Not long ago, a man I used to know lost his job and went to prison in the space of a few hours. Months later and just as abruptly he returned home, charges dropped, with little explanation. His name is Mamadou Tandja. He was once a colonel in the army of Niger, a West African country more than twice the size of France and covered mostly by the Sahara. He became, years after I met him, the twice democratically elected civilian leader of an African nation state—an anomaly on a continent of dictators.

Tandja’s ten-year reign over Niger ended February 18, 2010, during a cabinet meeting at the gleaming white presidential palace overlooking the Niger River in Niamey, the capital city, when shortly after noon mutinous soldiers blew open the palace gate. This began, The New York Times reported, “a day of gunfire, explosions and nonstop military music on the radio” during which a few soldiers and civilians died. Mutineers burst in on the cabinet and hustled Tandja to a car, unharmed. They kept him a few days at an army base before moving him to house arrest in the servants’ quarters of a palace villa, and accused him of taking more than $100 million in foreign aid and other funds. A year later, in March 2011, Niger’s military rulers demoted Tandja again, this time to Kollo civilian prison outside the capital. There, among thieves, at the age of 73 he awaited trial, complaining of poor health and harsh quarters—until May, when he left Kollo a free man, all sins forgiven for lack of evidence.

Yet the criminal stain, the notion that he took the money, haunts me. I feel betrayed by a man I had hoped stood for something. For two years I was a teacher in Niger’s Tahoua region, which Tandja ruled through drought in the 1980s. Governor Tandja owned a spot in the mind of every civil servant, [End Page 89] tangling us in fear, desire, and guilt—fear of being noticed and punished as if we all deserved a stint behind bars; desire to be blessed by his power; and guilt for not working to his standards. Tandja jailed a clerk for losing track of rice stores, an act that made him a man of the people, protector of the food. He locked up others for keeping unclean offices. He jailed a farmer jaywalking on a rural road as his motorcade approached. One man I knew was imprisoned for having a broken water faucet when Tandja visited his home.
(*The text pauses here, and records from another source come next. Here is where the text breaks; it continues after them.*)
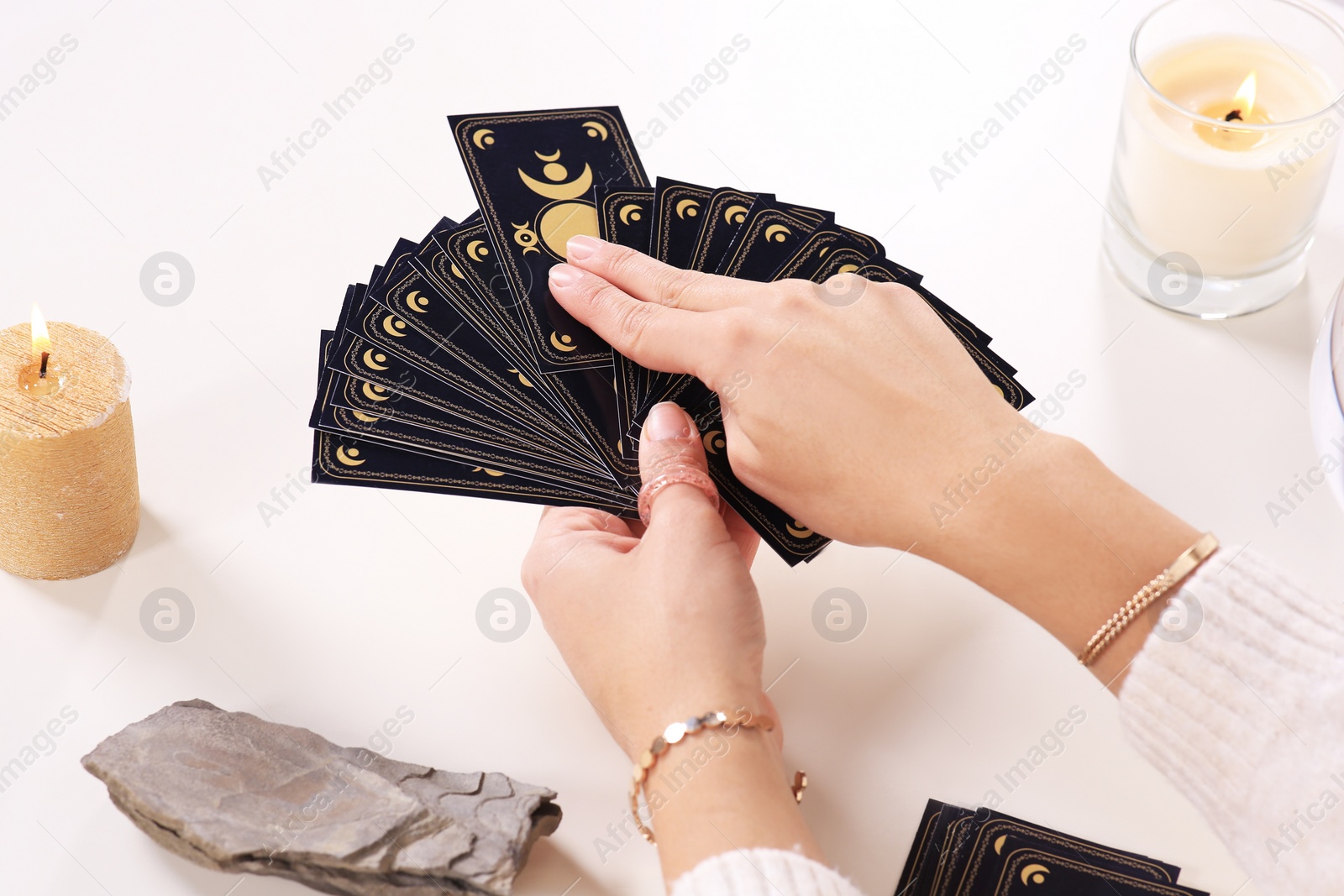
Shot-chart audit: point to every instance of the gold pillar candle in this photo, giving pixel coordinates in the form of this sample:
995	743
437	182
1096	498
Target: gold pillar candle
69	495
To my knowledge, no one he sent to prison died, but to this day I cannot decide whether to despise or admire Tandja. He has wandered a Shakespearian path, sometimes Richard III, ruthless and vindictive, or Prince Hal, triumphing over personal vice to lead a country. Tandja-the-devil drank hard and pilfered food aid as his people went without. Tandja-the-last-honest-man tried to be everywhere at once for his people.

Under Tandja, half of Niger’s 14 million people starved in a famine he claimed the international press invented. Yet I cannot condemn him. It’s easy to damn a leader for negligence in a land for centuries mired in drought and ethnic conflict. Niger ranks 186, second from last (above the Democratic Republic of the Congo) on the 2011 United Nations Human Development Index—a measure of life expectancy, education, literacy, and standard of living. After a half-century of independence and billions of dollars in aid, Nigeriens barely scratch a living in Saharan heat. They die young in a nation, the borders of which were drawn in 1904 by Frenchmen so frustrated by persistent poverty that they later dubbed Niger a “phantom colony.”

Colonel Tandja’s country.

I first met Tandja one bright morning in March 1986, when a desert-brown light tank rolled to a stop and cut its engine outside a concrete school building in Bouza, the village where I was a Peace Corps English teacher working with fifth-graders. My students and I watched through the French windows we’d opened to cool the room...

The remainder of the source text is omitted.